The pathogenesis of vulvar BCC is unknown. Risk factors include chronic exposure to arsenic , basal cell nevus syndrome , local trauma , chronic irritation, and X-ray treatment [26, 40]. The direct role of UV radiation is obviously unlikely, even though several patients with vulvar BCCs have similar tumors on sun-exposed sites, as in our patient. Conversely, the fact that the genital region is sun-protected, may help account for the rarity of BCCs developing in this area. On the other hand HPV types that seem to play a co-carcinogenic role in non-melanoma skin cancers , have only exceptionally been detected in genital BCCs [26, 47-50]. In our patient, a search for HPV proved negative, in accordance with most previous studies.
The treatment of vulvar BCC is surgical, by partial or total vulvectomy, although conservative excision with histologic examination of the margins may be adequate. Mohs micrographic surgery has been also used [28, 37, 40]. If surgery is contraindicated or impossible, X-ray treatment is an alternative option. Local immunomodulators (namely imiquimod), alone or combined with surgery  could also be effective for superficial tumors, although tolerance of this treatment in this body area could understandably be poor.

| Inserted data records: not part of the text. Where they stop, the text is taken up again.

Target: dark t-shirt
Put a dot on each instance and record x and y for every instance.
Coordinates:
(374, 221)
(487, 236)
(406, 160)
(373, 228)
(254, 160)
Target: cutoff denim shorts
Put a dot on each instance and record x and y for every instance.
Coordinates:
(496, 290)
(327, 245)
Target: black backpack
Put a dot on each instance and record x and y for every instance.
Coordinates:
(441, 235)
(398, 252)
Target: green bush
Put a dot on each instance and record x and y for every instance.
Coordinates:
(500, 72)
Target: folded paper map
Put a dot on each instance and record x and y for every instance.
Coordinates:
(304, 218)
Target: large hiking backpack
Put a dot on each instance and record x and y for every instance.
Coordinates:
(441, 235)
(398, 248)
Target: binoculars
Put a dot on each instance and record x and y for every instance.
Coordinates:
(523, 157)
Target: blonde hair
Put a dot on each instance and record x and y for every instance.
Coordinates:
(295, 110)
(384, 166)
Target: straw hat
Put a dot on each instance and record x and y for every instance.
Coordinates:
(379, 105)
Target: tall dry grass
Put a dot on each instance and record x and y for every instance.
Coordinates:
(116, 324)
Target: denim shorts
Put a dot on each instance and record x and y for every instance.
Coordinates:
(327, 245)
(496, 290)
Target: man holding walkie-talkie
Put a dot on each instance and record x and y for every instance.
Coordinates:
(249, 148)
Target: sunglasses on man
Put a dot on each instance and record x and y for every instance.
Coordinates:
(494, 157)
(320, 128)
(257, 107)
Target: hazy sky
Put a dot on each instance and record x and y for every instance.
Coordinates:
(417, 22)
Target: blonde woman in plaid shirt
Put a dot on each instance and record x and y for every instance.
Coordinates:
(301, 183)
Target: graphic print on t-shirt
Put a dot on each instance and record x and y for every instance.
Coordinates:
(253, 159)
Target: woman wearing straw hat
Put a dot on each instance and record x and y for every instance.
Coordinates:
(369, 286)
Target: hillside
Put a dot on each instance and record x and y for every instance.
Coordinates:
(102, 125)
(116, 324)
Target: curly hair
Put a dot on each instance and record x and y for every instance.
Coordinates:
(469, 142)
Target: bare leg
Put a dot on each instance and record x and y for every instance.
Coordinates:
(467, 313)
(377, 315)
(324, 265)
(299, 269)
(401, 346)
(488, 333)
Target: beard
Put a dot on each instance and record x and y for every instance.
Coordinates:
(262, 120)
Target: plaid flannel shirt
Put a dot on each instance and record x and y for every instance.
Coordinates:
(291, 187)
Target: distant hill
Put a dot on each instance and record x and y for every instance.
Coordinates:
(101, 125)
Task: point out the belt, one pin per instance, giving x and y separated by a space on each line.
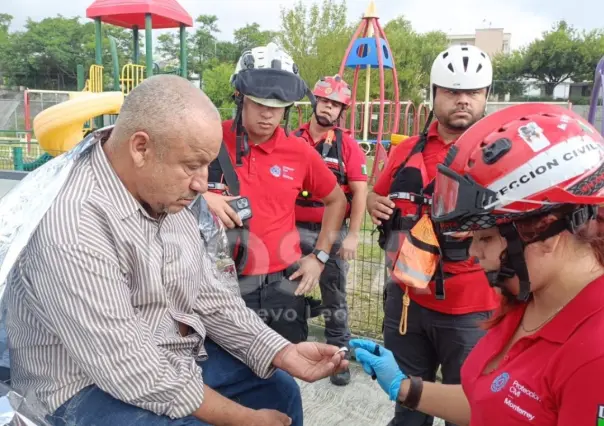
311 226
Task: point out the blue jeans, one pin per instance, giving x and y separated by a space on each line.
221 372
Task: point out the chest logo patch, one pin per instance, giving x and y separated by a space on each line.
275 171
499 382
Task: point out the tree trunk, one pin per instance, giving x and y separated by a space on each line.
549 88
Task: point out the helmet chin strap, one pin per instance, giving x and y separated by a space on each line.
513 262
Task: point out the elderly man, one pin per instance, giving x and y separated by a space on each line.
115 313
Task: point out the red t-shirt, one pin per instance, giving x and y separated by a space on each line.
468 290
272 176
355 167
551 378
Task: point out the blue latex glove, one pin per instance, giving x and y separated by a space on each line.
384 366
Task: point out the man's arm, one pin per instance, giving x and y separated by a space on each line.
87 300
379 206
233 326
356 174
323 185
581 398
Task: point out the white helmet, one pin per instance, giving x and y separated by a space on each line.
462 67
269 76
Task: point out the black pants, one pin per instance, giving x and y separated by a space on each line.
433 339
272 297
332 283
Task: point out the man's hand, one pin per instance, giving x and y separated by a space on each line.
310 270
379 208
266 417
348 250
219 206
310 361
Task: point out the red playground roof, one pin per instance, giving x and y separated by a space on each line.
128 13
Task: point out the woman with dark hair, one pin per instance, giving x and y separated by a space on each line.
525 182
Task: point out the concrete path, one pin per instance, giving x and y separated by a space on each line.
361 403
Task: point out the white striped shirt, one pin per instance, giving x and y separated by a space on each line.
97 295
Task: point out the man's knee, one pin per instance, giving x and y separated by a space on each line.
286 390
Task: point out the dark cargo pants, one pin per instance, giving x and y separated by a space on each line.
272 297
332 283
433 339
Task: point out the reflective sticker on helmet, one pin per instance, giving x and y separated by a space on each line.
533 135
563 161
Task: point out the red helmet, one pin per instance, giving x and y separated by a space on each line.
333 88
520 161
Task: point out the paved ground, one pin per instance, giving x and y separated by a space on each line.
361 403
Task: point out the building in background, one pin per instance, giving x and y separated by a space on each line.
491 40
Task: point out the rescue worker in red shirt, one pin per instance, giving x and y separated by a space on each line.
255 181
347 161
526 181
436 326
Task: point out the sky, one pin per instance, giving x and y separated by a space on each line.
524 19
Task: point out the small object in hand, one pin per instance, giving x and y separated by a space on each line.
376 352
342 349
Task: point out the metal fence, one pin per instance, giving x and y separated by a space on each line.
366 273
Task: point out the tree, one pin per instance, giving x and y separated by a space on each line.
508 75
555 58
591 49
413 54
251 36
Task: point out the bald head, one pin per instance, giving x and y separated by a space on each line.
165 137
162 106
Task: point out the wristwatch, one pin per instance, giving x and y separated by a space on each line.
321 255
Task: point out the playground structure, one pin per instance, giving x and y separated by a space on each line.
597 94
372 50
135 14
59 128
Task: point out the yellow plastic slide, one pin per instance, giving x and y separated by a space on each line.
59 128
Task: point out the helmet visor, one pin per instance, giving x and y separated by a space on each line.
458 197
269 83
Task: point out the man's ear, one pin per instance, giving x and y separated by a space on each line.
139 146
550 245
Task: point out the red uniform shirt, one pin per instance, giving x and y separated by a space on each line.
272 176
551 378
468 290
355 167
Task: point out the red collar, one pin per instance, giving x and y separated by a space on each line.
268 146
587 303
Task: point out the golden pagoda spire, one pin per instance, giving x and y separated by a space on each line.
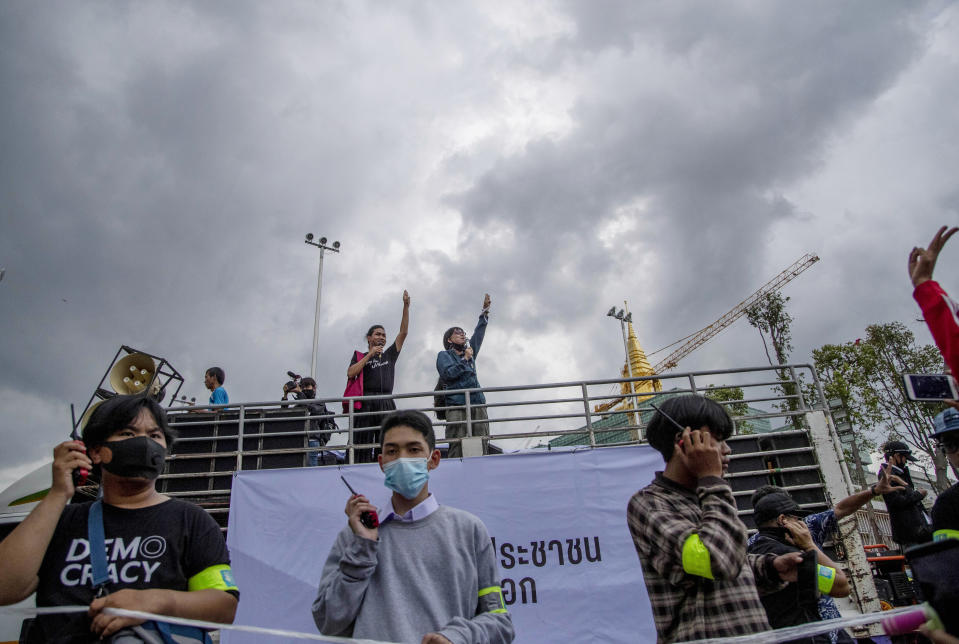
638 364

The growth of vulvar BCCs is usually slow. As a rule, the prognosis is favorable provided the lesions are recognized early and completely excised. However, since this is not always the case, vulvar BCCs may behave aggressively, with local recurrences and metastases to the lymph-nodes [16, 19, 29], the skin , and the skeleton  leading to a fatal outcome [16, 26, 30]. Therefore, early diagnosis is important in order to spare patients unfavorable results.

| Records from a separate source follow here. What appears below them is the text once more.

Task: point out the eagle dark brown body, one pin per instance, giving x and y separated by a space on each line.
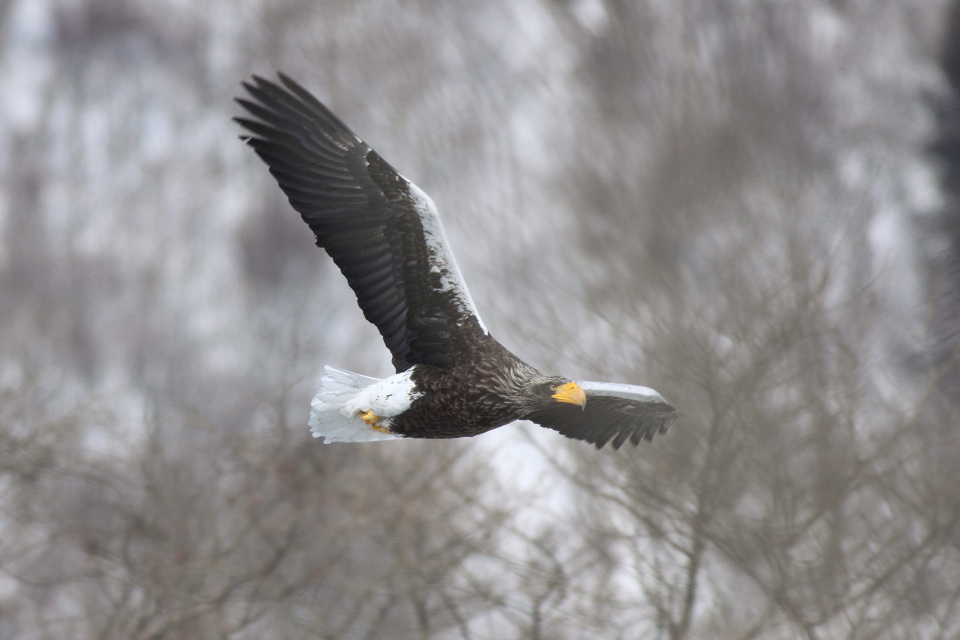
453 379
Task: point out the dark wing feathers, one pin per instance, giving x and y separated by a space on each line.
367 217
614 413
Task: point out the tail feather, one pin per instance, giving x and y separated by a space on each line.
327 417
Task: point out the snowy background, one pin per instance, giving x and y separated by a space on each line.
748 205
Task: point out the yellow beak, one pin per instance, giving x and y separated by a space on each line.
572 393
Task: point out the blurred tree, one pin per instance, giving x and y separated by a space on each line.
712 197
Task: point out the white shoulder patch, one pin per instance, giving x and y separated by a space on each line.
441 257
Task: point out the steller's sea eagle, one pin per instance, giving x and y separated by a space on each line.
453 379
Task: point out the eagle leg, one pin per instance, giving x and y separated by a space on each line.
372 419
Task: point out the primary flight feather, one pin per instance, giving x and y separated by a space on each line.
453 379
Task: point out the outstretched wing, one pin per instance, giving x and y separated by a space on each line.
617 412
381 230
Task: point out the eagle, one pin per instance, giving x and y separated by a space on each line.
453 378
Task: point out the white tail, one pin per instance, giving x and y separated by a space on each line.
334 411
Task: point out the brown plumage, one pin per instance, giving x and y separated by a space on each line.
453 379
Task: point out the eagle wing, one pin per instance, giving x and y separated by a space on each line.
381 230
613 412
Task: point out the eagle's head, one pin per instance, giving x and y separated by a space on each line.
545 392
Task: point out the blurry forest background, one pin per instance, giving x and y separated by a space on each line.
753 207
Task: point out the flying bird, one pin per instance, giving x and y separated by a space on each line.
453 378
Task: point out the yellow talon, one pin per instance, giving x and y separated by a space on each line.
372 419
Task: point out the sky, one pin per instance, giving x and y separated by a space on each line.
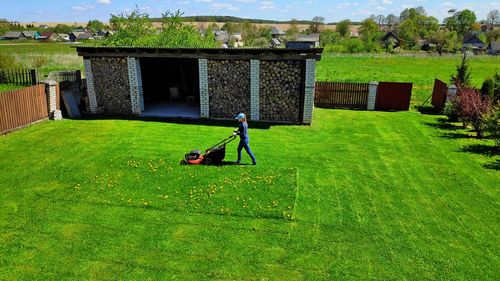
331 10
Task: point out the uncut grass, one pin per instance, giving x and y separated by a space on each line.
161 184
378 196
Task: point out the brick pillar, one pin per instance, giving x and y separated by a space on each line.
452 91
310 85
372 95
90 85
135 82
50 91
204 95
254 89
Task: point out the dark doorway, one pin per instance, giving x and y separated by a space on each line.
170 87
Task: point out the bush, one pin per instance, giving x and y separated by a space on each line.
492 124
491 88
7 61
473 108
462 78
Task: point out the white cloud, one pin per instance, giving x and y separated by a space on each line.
267 5
225 6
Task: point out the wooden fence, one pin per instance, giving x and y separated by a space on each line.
22 107
19 76
341 95
393 96
66 75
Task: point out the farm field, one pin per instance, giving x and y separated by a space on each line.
358 195
45 57
421 69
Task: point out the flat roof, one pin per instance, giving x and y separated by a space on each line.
203 53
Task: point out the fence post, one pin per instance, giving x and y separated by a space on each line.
50 91
372 95
452 91
34 76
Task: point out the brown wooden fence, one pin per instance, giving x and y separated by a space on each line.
393 96
341 95
22 107
439 95
19 76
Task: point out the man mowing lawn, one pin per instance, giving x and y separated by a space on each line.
244 140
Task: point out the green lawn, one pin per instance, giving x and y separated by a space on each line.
46 57
421 70
358 195
8 87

In conclusion, any chronic, persistent vulvar lesion should be subjected to histological examination. Even though other mucocutaneous diseases are more common on the vulva (e.g., contact dermatitis, psoriasis inversa, fungal infections, Bowen disease, bowenoid papulosis, and Paget disease), the diagnosis of BCC should be considered for chronic vulvar growths, particularly in elderly women.